Another year, a group of freshman boys declared their lunch table an independent country. They had a flag they put on the table every day and elected officers including a secretary of state who conducted relations with foreigners like me. To speak with any of them, I had to arrange a summit meeting through the secretary. They kept this up for the whole year. 

When a guinea pig died after years as a science classroom mascot, bereaved students organized a funeral service in an enclosed courtyard. Wearing choir robes, thirty students walked slowly to the gravesite humming a good imitation of a Gregorian chant, the remains wrapped in a shroud and carried on a board. The guinea pig was laid to rest after a solemn ceremony recognizing its years of friendship. The whole thing was done to be funny but was also oddly touching. 
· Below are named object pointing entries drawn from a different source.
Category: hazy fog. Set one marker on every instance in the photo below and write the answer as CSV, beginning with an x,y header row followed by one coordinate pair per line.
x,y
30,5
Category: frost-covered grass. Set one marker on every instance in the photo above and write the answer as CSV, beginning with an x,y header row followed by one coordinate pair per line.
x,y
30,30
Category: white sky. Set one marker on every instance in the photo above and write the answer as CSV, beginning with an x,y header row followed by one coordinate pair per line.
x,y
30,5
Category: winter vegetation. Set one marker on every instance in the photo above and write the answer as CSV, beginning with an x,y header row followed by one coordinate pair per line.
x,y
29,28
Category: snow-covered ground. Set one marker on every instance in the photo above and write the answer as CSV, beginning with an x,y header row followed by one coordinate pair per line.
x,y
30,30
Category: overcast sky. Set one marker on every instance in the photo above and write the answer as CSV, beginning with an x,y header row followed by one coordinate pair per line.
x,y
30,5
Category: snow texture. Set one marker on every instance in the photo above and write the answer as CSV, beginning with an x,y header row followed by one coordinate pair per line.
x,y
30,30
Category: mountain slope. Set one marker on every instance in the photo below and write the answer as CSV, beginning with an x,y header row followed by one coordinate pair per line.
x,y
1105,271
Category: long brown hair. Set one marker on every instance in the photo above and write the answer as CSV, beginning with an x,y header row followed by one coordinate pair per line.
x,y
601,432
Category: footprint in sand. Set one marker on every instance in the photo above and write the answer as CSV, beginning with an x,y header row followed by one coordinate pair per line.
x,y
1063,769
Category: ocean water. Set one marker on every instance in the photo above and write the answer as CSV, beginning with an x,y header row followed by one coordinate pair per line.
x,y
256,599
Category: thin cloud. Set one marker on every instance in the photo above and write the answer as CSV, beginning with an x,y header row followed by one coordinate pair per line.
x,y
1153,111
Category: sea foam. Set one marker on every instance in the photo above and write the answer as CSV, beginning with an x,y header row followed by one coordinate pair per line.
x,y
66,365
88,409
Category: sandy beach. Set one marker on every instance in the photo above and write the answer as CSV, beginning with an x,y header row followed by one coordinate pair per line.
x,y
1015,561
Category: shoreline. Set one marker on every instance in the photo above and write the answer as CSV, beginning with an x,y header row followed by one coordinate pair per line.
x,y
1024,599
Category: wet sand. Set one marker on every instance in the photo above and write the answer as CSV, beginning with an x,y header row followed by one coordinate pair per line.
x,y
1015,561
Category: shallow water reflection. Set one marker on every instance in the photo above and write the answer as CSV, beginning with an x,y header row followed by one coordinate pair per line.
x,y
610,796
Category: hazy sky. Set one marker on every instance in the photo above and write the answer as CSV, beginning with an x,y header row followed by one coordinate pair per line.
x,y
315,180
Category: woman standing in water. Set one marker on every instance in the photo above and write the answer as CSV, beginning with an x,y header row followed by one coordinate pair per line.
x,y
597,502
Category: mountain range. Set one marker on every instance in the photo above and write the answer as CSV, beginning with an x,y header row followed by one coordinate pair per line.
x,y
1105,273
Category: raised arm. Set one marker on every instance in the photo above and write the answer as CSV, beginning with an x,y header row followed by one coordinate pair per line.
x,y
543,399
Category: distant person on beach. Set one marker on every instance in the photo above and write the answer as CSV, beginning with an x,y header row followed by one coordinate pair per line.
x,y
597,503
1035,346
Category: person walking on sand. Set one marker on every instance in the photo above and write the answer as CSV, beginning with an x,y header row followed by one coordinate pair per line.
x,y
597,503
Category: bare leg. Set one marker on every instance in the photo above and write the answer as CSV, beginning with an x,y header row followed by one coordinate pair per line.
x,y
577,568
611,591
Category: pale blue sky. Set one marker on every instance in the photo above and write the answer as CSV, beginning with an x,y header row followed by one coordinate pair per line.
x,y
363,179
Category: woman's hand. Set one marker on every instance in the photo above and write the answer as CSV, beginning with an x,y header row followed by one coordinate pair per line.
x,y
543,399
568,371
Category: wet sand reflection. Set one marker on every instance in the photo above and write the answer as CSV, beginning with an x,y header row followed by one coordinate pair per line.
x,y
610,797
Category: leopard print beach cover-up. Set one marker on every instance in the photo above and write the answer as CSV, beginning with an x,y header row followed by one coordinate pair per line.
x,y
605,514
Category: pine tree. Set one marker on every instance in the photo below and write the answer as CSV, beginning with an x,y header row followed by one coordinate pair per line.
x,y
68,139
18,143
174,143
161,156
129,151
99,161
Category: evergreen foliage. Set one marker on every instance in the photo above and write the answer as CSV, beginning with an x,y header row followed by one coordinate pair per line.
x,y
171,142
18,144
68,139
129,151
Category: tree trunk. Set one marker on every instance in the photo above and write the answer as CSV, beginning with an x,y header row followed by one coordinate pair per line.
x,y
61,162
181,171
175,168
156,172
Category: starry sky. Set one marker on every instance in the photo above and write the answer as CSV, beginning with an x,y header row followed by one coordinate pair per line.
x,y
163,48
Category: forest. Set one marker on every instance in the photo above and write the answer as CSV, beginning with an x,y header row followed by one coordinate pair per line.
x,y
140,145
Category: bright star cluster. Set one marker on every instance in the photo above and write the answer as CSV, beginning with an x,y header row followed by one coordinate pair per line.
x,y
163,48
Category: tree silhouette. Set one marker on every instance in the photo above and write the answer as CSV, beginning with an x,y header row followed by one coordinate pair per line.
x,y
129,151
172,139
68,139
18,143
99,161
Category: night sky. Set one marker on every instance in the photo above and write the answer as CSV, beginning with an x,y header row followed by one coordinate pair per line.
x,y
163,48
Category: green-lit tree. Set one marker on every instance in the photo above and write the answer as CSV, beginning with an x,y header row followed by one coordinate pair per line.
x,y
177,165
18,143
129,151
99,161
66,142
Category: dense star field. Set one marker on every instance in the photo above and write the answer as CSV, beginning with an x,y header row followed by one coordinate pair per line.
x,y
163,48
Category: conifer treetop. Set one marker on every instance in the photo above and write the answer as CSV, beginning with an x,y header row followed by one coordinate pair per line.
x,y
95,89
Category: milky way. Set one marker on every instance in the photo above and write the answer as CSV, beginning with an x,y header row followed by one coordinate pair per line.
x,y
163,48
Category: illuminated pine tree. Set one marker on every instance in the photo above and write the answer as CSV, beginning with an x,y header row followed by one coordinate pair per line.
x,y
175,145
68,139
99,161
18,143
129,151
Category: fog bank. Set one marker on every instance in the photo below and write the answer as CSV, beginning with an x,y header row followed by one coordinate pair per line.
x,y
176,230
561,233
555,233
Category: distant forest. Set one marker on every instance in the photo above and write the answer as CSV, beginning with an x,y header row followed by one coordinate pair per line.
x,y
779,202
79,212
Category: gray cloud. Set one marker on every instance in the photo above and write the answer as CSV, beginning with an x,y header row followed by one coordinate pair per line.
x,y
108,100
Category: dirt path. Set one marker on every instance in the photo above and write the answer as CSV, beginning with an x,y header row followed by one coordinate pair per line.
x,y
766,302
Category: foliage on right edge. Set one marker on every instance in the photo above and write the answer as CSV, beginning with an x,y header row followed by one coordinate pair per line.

It was customary for football players to wear their jerseys to school on the first day of the season. Walking through a crowded hall between classes, a player came toward me wearing his number 82. I knew he was a good student with a sense of humor, so I pointed at him and cheerfully said, “I see they’ve issued those IQ shirts.” He stopped, looked down at his 82 for a moment then broke into a big grin and exclaimed “Yes!” while doing a fist pump. Very funny. (I never put much stock in IQs. As a colleague liked to say about school success, “It’s not the IQ. It's the ‘I will.’” 

After years as a principal, I missed teaching history and so took on a U.S. History night class at the Kansas City campus of DeVry Institute of Technology (now DeVry University). Arriving one night, I headed for the wide and graceful stairway that led directly to our second-floor classroom when I saw one of my students waiting for the elevator located next to the stairway. I waved to her saying, “Come on and take the stairs. It’s good for you and faster, too.” She stayed put and said, “This is an institute of technology and I plan to use all of it.” Good one, but I got to class first.

For graduates heading to college or those already there, consider a career in education. You can help make a better world, help students reach their potential, and have some fun along the way. It’s hard work but never routine and always worthwhile. Good teachers are in high demand. Be one. Change the world.